A child's main job is to PLAY!!
I need to not lose sight of that.
(Yes...that would be Luke playing football from a goat pen wearing his BMX riding clothes.)


(This teenage girl scene certainly entertained me...one mowing the lawn, the other walking a goat?!)

Monday, November 4, 2013

Happy Day(s)

Luke's 12th birthday on Saturday marked the end of our fall birthday season.

As per tradition, Luke opened up his presents on mom and dad's bed. Obviously, he was pretty excited about them.

The day was spent attending a baptism, mowing the lawn (Who? Besides Mike makes their kid work on their birthday!!??), ordering new bike parts with birthday $$, going to a trampoline park with some friends, and ended with a Weanie Roast and Football Party in our back yard with even more friends.
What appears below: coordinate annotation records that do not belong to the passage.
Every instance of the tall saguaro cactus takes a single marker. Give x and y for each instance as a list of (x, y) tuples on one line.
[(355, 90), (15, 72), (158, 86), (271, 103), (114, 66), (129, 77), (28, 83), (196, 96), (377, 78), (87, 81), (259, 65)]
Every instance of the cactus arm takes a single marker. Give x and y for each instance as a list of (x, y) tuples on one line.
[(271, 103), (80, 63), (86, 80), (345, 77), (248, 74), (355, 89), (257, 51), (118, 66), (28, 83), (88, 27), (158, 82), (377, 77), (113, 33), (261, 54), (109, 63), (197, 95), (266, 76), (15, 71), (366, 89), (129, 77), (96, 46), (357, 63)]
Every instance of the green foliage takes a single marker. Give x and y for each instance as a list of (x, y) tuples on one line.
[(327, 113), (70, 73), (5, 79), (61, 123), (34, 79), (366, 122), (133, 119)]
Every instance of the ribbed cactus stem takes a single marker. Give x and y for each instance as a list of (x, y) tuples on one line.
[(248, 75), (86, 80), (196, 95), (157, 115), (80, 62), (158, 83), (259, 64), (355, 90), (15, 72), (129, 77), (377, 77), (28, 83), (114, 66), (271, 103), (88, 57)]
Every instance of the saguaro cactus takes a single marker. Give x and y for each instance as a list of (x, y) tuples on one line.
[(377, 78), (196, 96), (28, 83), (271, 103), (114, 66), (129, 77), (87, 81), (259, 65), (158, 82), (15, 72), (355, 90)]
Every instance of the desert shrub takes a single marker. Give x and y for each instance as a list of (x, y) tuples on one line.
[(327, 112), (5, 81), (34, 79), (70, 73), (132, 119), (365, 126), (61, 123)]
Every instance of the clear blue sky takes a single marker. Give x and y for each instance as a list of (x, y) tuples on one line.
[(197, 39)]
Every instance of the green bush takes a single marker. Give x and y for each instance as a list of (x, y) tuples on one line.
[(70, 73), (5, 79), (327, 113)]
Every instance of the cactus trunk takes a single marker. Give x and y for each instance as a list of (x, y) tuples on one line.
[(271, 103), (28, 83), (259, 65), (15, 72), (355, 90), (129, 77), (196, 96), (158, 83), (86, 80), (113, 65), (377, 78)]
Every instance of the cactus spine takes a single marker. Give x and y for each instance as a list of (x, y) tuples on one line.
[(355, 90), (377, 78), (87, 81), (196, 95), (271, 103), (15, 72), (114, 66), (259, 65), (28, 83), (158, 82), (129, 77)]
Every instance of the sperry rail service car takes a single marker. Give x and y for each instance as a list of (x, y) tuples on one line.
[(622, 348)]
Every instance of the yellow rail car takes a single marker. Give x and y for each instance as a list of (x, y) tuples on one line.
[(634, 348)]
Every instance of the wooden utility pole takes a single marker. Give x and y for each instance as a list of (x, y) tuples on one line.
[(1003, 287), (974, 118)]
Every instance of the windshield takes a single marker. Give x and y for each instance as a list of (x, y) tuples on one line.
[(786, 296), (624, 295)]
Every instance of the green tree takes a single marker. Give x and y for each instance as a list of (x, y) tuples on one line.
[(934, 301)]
As Mike and I sat by the fire Saturday evening as the party wound down, I silently patted myself on the back for the effort I put into making another child's birthday successful.

Luke is always very quick to say thank you for pretty much everything and anything. And the look on his face as he said, "Thanks Mom!" on Saturday night, makes all the effort of a birthday worth it.

Luke laid between Mike and me in bed Saturday night to watch a short video clip Mike wanted him to watch about Luke's upcoming priesthood ordination the next day.  It was a pretty tender moment, having a big 12 year old lay between us. I couldn't help looking back 12 years ago, and feeling nostalgic and sentimental about the days that have passed. Pretty soon Luke and Mike's eyes both got droopy, and I was the lone one left watching what ended up to be a not so short video clip.

Luke begged to be carried to bed, and as tired as Mike was, we put in a group effort and one of us held Luke's feet, the other his arms and carried him as far as his bedroom door. He was a far cry from the 7lbs 15oz he entered the world at 12 years ago, but carrying him to bed was a silly little birthday treat.

Happy 12th Birthday Luke!

Sunday was a special day for us too, Luke received the Aaronic Priesthood and was ordained to the office of a deacon. A definite milestone in his life. I wish I had taken a photo of all the people that shared in the special time in our home Sunday night. It was a small, yet special group. Luke's a blessed boy.
(I didn't even think to pull out my camera! Thankfully Mike's mom did.)